The tight restrictions have dispelled any expectations that the country might relax its zero-tolerance approach to Covid-19.

“The rise in cases in Shanghai has convinced top leaders that there is no middle ground between zero Covid and living with Covid. From now on, fast lockdown could be the predominant strategy,” said Larry Hu, chief economist for the Greater China at Macquarie, in an investigative report this week.

President Xi Jinping has pledged to “minimize” the economic impact of his covid policy, but the deteriorating situation in Shanghai and the prolonged lockdown raise tough questions about Beijing’s approach to outbreaks of Omicron, a much more infectious variant. of the original virus.

“The Omicron variant is highly infectious and it has become increasingly difficult for China to achieve its ‘zero covid’ goals while most other countries opt for a ‘living with covid’ approach,” Ting Lu said. , managing director and chief China economist for Nomura, wrote in a research note.

He believes rising cases from China and escalating lockdowns in Shanghai and several other cities will suppress activity in a wide range of sectors, including in-person services, travel, logistics, construction and some manufacturing.

“The economic costs could be staggering,” Lu said, adding that global investors may be “underestimating” the impact of China’s zero-Covid policy on its economy and markets.

Good news on student loans was bad for this stock

The Biden administration’s decision to extend a pause on federal student loan payments through the end of August was cause for celebration among 43 million Americans.
Not so much for fintech firm SoFi, whose shares plunged Thursday, reports my CNN Business colleague Paul R. La Monica.

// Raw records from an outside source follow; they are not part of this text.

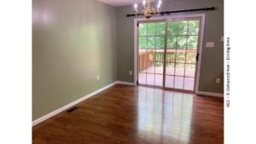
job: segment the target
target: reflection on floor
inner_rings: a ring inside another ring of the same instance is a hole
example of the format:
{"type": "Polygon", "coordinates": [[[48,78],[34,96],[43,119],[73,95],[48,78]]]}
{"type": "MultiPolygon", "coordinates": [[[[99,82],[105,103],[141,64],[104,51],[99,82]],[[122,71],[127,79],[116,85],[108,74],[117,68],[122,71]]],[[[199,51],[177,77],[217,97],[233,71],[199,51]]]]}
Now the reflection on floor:
{"type": "Polygon", "coordinates": [[[34,144],[223,144],[223,99],[115,85],[33,127],[34,144]]]}
{"type": "MultiPolygon", "coordinates": [[[[166,67],[166,87],[193,90],[195,78],[189,77],[195,77],[195,69],[176,68],[174,72],[174,68],[166,67]],[[176,77],[168,75],[175,75],[176,77]],[[183,78],[184,76],[188,78],[183,78]]],[[[142,71],[138,74],[138,81],[141,84],[162,86],[163,67],[151,66],[142,71]]]]}

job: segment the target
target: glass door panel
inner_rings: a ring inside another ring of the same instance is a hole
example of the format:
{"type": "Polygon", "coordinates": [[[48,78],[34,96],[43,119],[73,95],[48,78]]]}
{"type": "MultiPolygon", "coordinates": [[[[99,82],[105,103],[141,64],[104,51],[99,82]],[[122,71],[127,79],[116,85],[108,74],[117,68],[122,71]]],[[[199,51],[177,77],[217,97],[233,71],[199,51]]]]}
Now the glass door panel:
{"type": "Polygon", "coordinates": [[[199,26],[192,19],[140,22],[138,84],[194,90],[199,26]]]}
{"type": "Polygon", "coordinates": [[[167,21],[166,88],[194,90],[199,26],[199,20],[167,21]]]}
{"type": "Polygon", "coordinates": [[[166,22],[139,23],[139,84],[163,86],[165,37],[166,22]]]}

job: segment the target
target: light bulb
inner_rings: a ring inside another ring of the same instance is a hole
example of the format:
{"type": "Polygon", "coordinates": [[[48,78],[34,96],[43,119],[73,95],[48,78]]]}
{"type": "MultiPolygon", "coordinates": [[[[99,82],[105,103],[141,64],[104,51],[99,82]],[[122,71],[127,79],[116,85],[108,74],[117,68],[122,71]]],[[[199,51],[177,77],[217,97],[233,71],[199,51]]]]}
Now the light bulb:
{"type": "Polygon", "coordinates": [[[162,3],[162,1],[160,0],[160,1],[158,2],[158,4],[160,5],[161,3],[162,3]]]}
{"type": "Polygon", "coordinates": [[[143,5],[146,5],[146,0],[143,0],[143,5]]]}
{"type": "Polygon", "coordinates": [[[135,9],[137,9],[137,3],[135,3],[135,4],[134,4],[134,8],[135,8],[135,9]]]}

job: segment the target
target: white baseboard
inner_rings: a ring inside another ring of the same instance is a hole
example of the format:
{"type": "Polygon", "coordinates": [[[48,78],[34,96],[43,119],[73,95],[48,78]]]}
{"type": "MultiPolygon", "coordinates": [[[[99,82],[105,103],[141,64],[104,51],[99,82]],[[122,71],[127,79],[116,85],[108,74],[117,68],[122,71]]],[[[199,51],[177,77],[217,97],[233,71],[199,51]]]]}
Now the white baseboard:
{"type": "Polygon", "coordinates": [[[73,102],[71,102],[71,103],[69,103],[69,104],[67,104],[67,105],[66,105],[66,106],[64,106],[64,107],[57,109],[57,110],[55,110],[55,111],[53,111],[53,112],[49,112],[49,113],[48,113],[48,114],[46,114],[46,115],[32,121],[32,126],[34,126],[34,125],[36,125],[36,124],[39,124],[39,123],[41,123],[41,122],[43,122],[44,120],[46,120],[46,119],[48,119],[48,118],[55,116],[55,115],[56,115],[56,114],[58,114],[58,113],[65,111],[67,108],[72,107],[73,106],[74,106],[74,105],[76,105],[76,104],[78,104],[78,103],[79,103],[79,102],[81,102],[81,101],[84,101],[84,100],[86,100],[86,99],[88,99],[88,98],[90,98],[90,97],[91,97],[91,96],[93,96],[93,95],[96,95],[96,94],[98,94],[98,93],[100,93],[100,92],[102,92],[102,91],[103,91],[103,90],[110,88],[110,87],[112,87],[113,85],[114,85],[116,84],[117,84],[117,82],[110,84],[108,84],[108,85],[107,85],[107,86],[105,86],[105,87],[103,87],[103,88],[102,88],[102,89],[100,89],[98,90],[96,90],[96,91],[94,91],[94,92],[92,92],[92,93],[90,93],[90,94],[89,94],[89,95],[85,95],[85,96],[79,99],[79,100],[76,100],[76,101],[73,101],[73,102]]]}
{"type": "Polygon", "coordinates": [[[196,95],[208,95],[208,96],[215,96],[215,97],[224,97],[223,94],[218,93],[211,93],[211,92],[205,92],[205,91],[197,91],[196,95]]]}
{"type": "Polygon", "coordinates": [[[134,83],[122,82],[122,81],[116,81],[116,84],[125,84],[125,85],[136,85],[134,83]]]}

SoFi offers private student loans and refinancing to college students and their parents, as well as graduate students.

That means the White House’s decision to extend its payment moratorium this week will hit its sales and profits, the company said.

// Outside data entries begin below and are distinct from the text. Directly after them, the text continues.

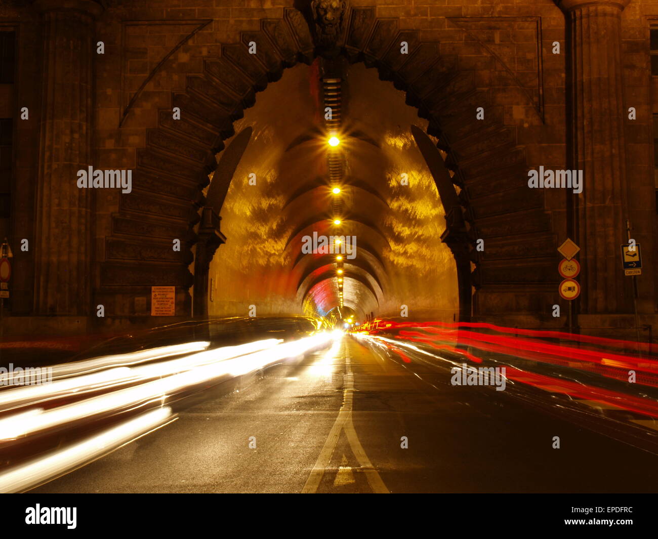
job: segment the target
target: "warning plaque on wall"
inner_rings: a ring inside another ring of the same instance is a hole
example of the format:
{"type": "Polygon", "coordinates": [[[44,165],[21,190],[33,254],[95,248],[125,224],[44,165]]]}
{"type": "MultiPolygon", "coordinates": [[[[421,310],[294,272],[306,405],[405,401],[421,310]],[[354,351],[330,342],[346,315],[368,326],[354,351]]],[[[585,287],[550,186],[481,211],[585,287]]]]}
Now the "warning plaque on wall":
{"type": "Polygon", "coordinates": [[[151,316],[172,317],[176,314],[176,287],[151,287],[151,316]]]}

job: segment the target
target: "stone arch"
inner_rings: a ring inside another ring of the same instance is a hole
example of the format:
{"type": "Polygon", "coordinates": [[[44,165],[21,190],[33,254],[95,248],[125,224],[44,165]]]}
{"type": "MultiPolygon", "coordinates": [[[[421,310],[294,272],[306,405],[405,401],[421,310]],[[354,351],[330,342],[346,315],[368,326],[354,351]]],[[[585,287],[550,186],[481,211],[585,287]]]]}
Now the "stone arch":
{"type": "MultiPolygon", "coordinates": [[[[472,269],[461,296],[470,298],[472,286],[478,290],[473,314],[538,311],[555,280],[553,258],[543,254],[555,247],[555,237],[542,193],[527,190],[524,148],[486,90],[477,88],[473,70],[460,64],[459,51],[441,54],[438,43],[422,41],[417,30],[401,30],[397,18],[376,18],[372,7],[350,9],[343,35],[342,54],[376,68],[380,79],[405,91],[407,104],[429,120],[428,133],[438,139],[463,213],[447,220],[463,223],[459,237],[444,241],[453,242],[455,257],[472,269]],[[409,43],[406,58],[395,52],[401,40],[409,43]],[[476,107],[490,105],[486,120],[470,121],[476,107]],[[520,220],[526,225],[522,234],[520,220]],[[473,248],[478,238],[486,242],[486,257],[473,248]],[[526,265],[530,270],[515,272],[528,254],[534,257],[526,265]]],[[[118,288],[134,293],[174,286],[177,312],[190,312],[188,266],[199,240],[194,228],[205,202],[202,191],[216,167],[215,155],[257,92],[286,68],[310,64],[317,55],[303,16],[286,8],[282,18],[261,20],[259,31],[241,32],[240,43],[221,44],[220,55],[205,59],[202,72],[187,75],[185,91],[172,95],[181,119],[174,120],[170,109],[159,111],[158,127],[147,130],[146,146],[138,151],[134,193],[121,197],[105,240],[99,296],[118,288]],[[252,41],[257,55],[247,53],[252,41]],[[171,249],[174,238],[184,240],[180,252],[171,249]]],[[[132,314],[129,307],[113,307],[116,314],[132,314]]]]}

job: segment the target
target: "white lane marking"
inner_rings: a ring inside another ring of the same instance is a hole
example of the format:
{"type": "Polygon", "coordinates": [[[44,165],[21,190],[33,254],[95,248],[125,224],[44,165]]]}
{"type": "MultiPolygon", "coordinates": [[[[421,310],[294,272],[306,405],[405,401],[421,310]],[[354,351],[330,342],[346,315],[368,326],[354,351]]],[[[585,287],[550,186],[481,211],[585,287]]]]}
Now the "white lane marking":
{"type": "Polygon", "coordinates": [[[324,442],[324,446],[322,447],[322,451],[320,451],[320,456],[318,457],[318,460],[315,463],[313,469],[311,470],[311,475],[309,476],[309,478],[307,480],[301,492],[302,494],[315,494],[317,492],[318,487],[320,486],[320,483],[322,480],[322,476],[324,475],[324,472],[329,465],[329,463],[331,461],[334,450],[338,443],[340,432],[344,429],[345,434],[352,449],[352,452],[361,465],[360,468],[355,469],[361,470],[365,473],[366,478],[368,480],[368,482],[370,486],[370,488],[372,489],[373,492],[378,494],[389,494],[389,490],[386,488],[386,486],[384,484],[384,481],[382,480],[382,478],[377,473],[372,463],[370,461],[368,455],[366,455],[366,452],[363,449],[363,446],[361,446],[361,443],[359,440],[359,436],[357,436],[357,431],[354,428],[354,424],[352,423],[352,404],[354,401],[354,374],[352,373],[349,357],[347,356],[345,358],[345,372],[343,376],[343,385],[345,387],[343,390],[343,405],[341,406],[340,410],[338,411],[338,417],[336,418],[336,422],[334,423],[334,426],[329,432],[329,436],[324,442]]]}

And SoFi doesn’t expect the situation to change anytime soon, pointing to the fall midterms. He said he believes the pause will be extended again and will remain in place until 2022.

He now expects earnings of around $100 million this year. His previous forecast was for a profit of $180 million.

That said: the moratorium extension could help the broader stock market if it supports the US economy. While the pause costs the US government about $4 billion a month, it provides debt relief equivalent to an average of $5,500 per borrower, according to a recent analysis by the nonprofit Committee for a Responsible Federal Budget.

Until next time

The central bank of India announces its latest policy decision.